Most gels are made of maltodextrin, fructose and most have additives like protein or fatty acids. The issue with gels is that they are a concentrated carbohydrate in a compromised gut (reduced blood flow), with the gel ingestion, there is a change in the osmotic pressure; means water has to come from within the system to “dilute” the carbohydrate for absorption. (see blog: maltodextrin and fructose)
What about blocs, chomps or jelly beans?
These products are generally not made of maltodextrin and fructose, so that solves one problem. Secondly, chewing small bits of carbohydrate ends up slowing the distribution of the load on the digestive system and allows for better absorption than swallowing a big bolus of gel.
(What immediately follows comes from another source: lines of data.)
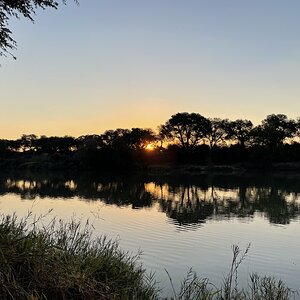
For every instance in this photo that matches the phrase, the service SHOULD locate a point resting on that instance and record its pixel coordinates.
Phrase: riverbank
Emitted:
(63, 261)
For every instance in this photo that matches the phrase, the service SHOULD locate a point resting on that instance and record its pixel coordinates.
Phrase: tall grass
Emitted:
(64, 261)
(259, 288)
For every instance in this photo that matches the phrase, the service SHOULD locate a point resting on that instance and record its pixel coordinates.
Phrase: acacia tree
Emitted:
(187, 128)
(18, 8)
(274, 130)
(240, 130)
(217, 132)
(139, 138)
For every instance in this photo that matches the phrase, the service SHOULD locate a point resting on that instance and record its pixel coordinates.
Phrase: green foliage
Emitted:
(63, 261)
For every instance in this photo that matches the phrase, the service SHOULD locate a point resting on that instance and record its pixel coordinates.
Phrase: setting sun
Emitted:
(149, 147)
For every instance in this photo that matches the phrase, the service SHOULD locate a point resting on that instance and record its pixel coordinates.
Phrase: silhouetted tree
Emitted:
(274, 130)
(187, 128)
(240, 131)
(28, 142)
(217, 132)
(17, 8)
(138, 138)
(163, 135)
(114, 139)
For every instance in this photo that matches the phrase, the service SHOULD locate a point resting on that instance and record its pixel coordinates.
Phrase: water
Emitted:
(177, 222)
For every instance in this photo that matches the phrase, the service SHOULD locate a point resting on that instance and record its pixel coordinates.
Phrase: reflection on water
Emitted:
(188, 202)
(178, 222)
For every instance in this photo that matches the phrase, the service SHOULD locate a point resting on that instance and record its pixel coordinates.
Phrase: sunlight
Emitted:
(149, 147)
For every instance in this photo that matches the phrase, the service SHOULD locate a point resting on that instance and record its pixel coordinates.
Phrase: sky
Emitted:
(131, 63)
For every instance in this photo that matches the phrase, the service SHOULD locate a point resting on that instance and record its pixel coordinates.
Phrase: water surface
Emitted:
(177, 222)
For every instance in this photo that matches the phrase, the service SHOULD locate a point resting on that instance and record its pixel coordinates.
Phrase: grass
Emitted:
(63, 261)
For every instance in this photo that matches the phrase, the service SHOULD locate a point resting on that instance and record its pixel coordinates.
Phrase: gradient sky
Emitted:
(132, 63)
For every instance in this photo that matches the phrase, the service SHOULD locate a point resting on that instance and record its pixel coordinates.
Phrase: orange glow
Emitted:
(149, 147)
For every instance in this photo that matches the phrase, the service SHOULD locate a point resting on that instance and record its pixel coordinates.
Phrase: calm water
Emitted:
(177, 222)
What about sucralose and other sugar substitutes?
Increasingly common in sports drinks and engineered nutrition is the addition of sucralose, stevia, and/or sugar alcohols to maintain a sweet taste but reducing overall carbohydrate concentration.
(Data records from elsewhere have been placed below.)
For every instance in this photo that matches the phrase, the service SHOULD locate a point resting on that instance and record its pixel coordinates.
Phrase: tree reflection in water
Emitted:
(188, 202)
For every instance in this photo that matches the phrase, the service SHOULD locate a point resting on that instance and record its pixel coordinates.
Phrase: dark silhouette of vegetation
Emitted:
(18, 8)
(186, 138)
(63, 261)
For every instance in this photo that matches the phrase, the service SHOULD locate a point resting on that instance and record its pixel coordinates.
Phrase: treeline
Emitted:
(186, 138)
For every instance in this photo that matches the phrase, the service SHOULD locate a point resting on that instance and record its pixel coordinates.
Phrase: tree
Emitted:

The issue with these sugar substitutes is the effect on GI physiology as these compounds are not very well absorbed and can increase the osmotic load within the GI tract, become a source of energy to fuel rapid bacterial fermentation, and reduce gastrointestinal motility and alter bacterial flora.
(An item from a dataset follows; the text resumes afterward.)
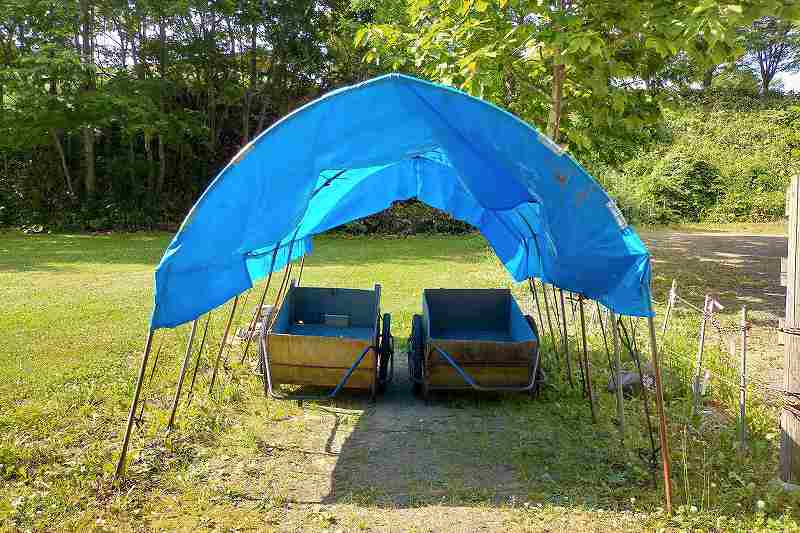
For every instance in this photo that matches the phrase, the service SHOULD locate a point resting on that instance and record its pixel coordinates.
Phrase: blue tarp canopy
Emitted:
(355, 150)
One trick to try is to eat a few peppermint Tums (calcium carbonate) about 20 min before heading out the door. In an intensity session (e.g. track intervals, race), have some additional tums handy will help slow down any GI issues. The calcium works with neuromuscular contraction and muscle metabolism, the carbonate helps to “coat” the intestinal cells, reducing endotoxin release and the ensuing symptoms, and the peppermint is well used homeopathic remedy for GI disturbances.
To minimize GI issues, you should think about what you are eating the day/night before and try to minimize high fiber and high fat foods. Before heading out for your run, (be it a race, a track session, or a steady-state), if you are susceptible to GI issues, you’ll want to avoid dairy, high fiber, fructose, and high fat foods. Chew on a few peppermint tums and drink OSMO Active. During your run, pay attention to your nutrition and hydration plan- try a hydration strategy that doesn’t let fluid sit in your stomach, and try not to over eat (you can come back from low blood sugar, but it takes hours to come back from dehydration). And please, leave the anti-inflammatory drugs in the cabinet for real injuries!
Most of all, everyone is individual, so you’ll have to tweak your fluid and food intake to find your gold standard, but keep in mind the nuances described above, and your GI symptoms should quickly dissipate.